Wrong. If you shoot in full focus, the extra depth of field provides a clear depth of field. Sharpness is lost as soon as the camera or fish is out of focus. the entire depth of field deviates from clarity when the focus changes. When using diopters like +5, +10, values like f25 are useful. Unless you're using a diopter, f25 just dims the entire image behind the fish. As long as you open the diaphragm, the whole image behind the fish begins to light up.
Let's see your blackwater shots taken at f/8. Mine are a blurry mess.
I am writing again, after f11, the light falling on all sensors is diffracted and the quality deteriorates. That's why none of the fish you put in is clear enough. You can't get quality photos at f25. Sharpness depends on shutter speed and the moment you focus. I'll find the f8s samples on my hard drive and put it here for you later.
No it won't, and believe me, I've tried.
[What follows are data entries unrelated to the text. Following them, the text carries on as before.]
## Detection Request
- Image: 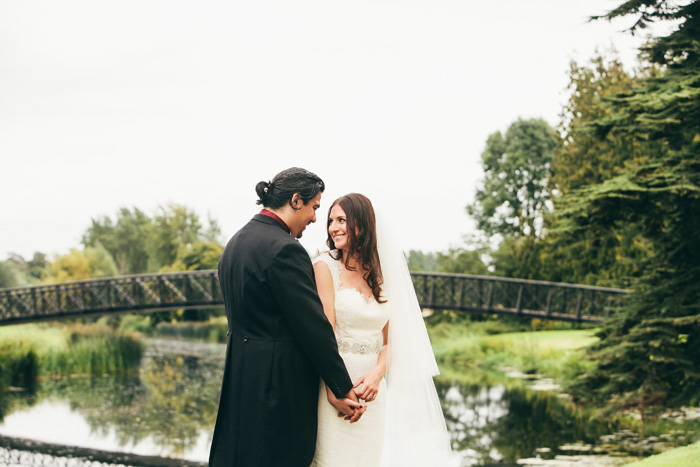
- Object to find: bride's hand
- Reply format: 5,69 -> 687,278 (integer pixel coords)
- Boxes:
353,371 -> 383,402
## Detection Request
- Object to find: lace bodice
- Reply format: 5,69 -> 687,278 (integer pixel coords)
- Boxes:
314,253 -> 389,354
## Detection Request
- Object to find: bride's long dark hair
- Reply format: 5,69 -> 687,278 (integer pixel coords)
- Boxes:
326,193 -> 386,303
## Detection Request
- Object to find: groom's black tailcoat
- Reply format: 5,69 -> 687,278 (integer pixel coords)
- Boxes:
209,214 -> 352,467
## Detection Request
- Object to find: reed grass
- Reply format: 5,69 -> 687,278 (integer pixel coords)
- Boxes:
0,324 -> 144,386
429,325 -> 597,382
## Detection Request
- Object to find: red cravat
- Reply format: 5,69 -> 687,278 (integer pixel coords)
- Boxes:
260,209 -> 291,233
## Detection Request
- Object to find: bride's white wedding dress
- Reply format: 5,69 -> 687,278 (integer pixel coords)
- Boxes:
311,253 -> 389,467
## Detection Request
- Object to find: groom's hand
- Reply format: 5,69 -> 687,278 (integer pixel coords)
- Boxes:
343,389 -> 367,423
326,387 -> 367,423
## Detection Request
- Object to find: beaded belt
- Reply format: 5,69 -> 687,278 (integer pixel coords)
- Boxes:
338,339 -> 382,355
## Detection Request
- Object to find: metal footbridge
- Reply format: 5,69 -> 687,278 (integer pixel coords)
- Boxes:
0,270 -> 629,326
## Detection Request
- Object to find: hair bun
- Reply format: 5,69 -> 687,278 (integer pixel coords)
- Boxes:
255,182 -> 270,205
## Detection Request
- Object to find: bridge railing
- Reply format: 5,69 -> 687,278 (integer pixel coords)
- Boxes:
411,273 -> 629,322
0,270 -> 223,324
0,270 -> 629,325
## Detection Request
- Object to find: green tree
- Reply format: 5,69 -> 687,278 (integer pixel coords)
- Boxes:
83,208 -> 151,274
0,260 -> 24,289
467,119 -> 560,237
561,0 -> 700,414
161,241 -> 224,271
44,246 -> 117,282
435,246 -> 489,276
147,204 -> 202,270
532,52 -> 662,287
406,250 -> 437,272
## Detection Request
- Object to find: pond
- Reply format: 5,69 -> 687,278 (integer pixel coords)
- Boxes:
0,340 -> 680,466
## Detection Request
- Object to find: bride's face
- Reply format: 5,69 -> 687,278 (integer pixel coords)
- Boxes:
328,204 -> 348,250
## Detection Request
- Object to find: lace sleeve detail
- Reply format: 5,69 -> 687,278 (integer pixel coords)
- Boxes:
314,252 -> 340,290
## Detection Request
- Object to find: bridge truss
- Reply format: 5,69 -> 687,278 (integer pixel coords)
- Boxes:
0,270 -> 629,325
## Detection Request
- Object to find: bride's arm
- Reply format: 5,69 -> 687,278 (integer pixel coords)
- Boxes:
314,261 -> 367,423
353,323 -> 389,402
314,261 -> 335,331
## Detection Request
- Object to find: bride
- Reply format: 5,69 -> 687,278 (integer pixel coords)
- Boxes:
311,193 -> 455,467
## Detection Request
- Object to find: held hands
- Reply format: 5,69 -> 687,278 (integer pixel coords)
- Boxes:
351,371 -> 383,402
326,387 -> 367,423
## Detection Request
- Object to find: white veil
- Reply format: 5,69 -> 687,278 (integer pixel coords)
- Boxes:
375,207 -> 456,467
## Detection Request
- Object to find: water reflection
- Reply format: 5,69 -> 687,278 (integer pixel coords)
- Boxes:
438,382 -> 614,465
0,341 -> 612,465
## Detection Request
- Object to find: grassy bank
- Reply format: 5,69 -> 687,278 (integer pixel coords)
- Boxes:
626,443 -> 700,467
429,325 -> 597,383
0,324 -> 143,387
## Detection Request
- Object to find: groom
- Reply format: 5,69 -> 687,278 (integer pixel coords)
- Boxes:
209,168 -> 365,467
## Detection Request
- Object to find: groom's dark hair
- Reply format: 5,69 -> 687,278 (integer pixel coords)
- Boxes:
255,167 -> 326,209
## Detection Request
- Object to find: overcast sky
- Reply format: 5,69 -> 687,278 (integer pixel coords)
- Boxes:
0,0 -> 656,259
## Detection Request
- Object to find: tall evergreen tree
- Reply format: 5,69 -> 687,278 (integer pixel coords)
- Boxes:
562,0 -> 700,413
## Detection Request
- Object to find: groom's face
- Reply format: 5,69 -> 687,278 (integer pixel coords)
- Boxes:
290,193 -> 321,238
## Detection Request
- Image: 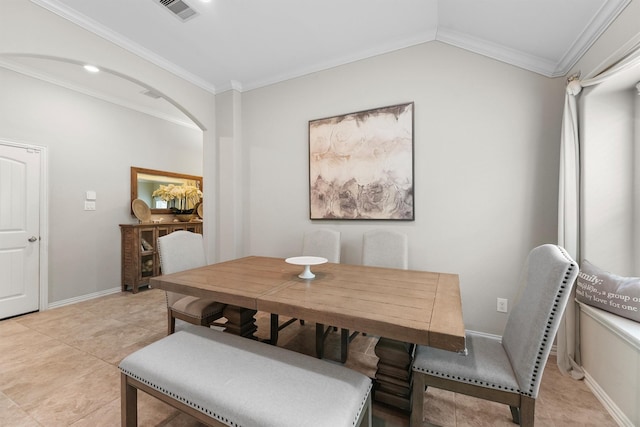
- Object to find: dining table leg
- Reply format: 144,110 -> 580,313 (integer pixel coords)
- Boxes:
222,305 -> 258,340
373,337 -> 415,413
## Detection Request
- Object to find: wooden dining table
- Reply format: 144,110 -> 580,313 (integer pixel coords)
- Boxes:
150,256 -> 465,411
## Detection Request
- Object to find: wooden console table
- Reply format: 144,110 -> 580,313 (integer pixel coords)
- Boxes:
120,222 -> 202,294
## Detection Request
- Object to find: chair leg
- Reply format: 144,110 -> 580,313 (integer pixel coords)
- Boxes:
520,396 -> 536,427
409,371 -> 425,427
316,323 -> 324,359
120,374 -> 138,427
167,308 -> 176,335
340,329 -> 349,363
269,313 -> 280,345
509,406 -> 520,424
It kinda-sorta works in a limited range of apertures while shooting macro; all my attempts at using TTL with Retra strobes while shooting wide-angle ended up with extremely dark shots. Funnily enough, when I was using SeaFrogs ST-100 Pro strobes and triggering off the pop-up flash, TTL worked much better (but there was no manual option). With the Retras, I'm using manual mode on all dives except blackwater.
Then your TTL converter is not electrically connected. So you are triggering the slave with fiber optic cable. Flashes fire twice when TTL runs. It measures in the first combustion and gives the appropriate light in the second combustion. LED converter cannot do this. So your converter must be fully compatible with your flash. If it is not compatible, it means that TTL does not work, it just triggers. When TTL works correctly, if you shoot with f1.4 or f32, the light on the fish will not change, it will be the same. But when it works right. And while shooting the fish, you can change the aperture in seconds and shoot at any f value. All your photos come out perfect. Any overexposed underexposed does not occur. Between f15-f32, the back side of the fish starts to get dark. f25 shots in a very bright place are perceived as a night shot.
Are you speaking from personal experience or photo theory? If it's the former, please post some of your blackwater images taken with the settings that you recommend. If it's the latter, I suggest you take your camera on a blackwater dive and get some appreciation of the operational challenges involved. Your profile puts you in US; I don't know if there's much blackwater diving conducted in California, but Florida is one of the bigger blackwater hotspots.
What exactly do you mean by blackwater? Night diving, cave diving, hole diving, under the rock diving or diving in dark waters below 60 meters? I am a photogrammetry engineer and I have 25 years of underwater photography experience. All my equipment so far is professional grade. I generally used Sea&Sea systems. I had it done in special-custom products.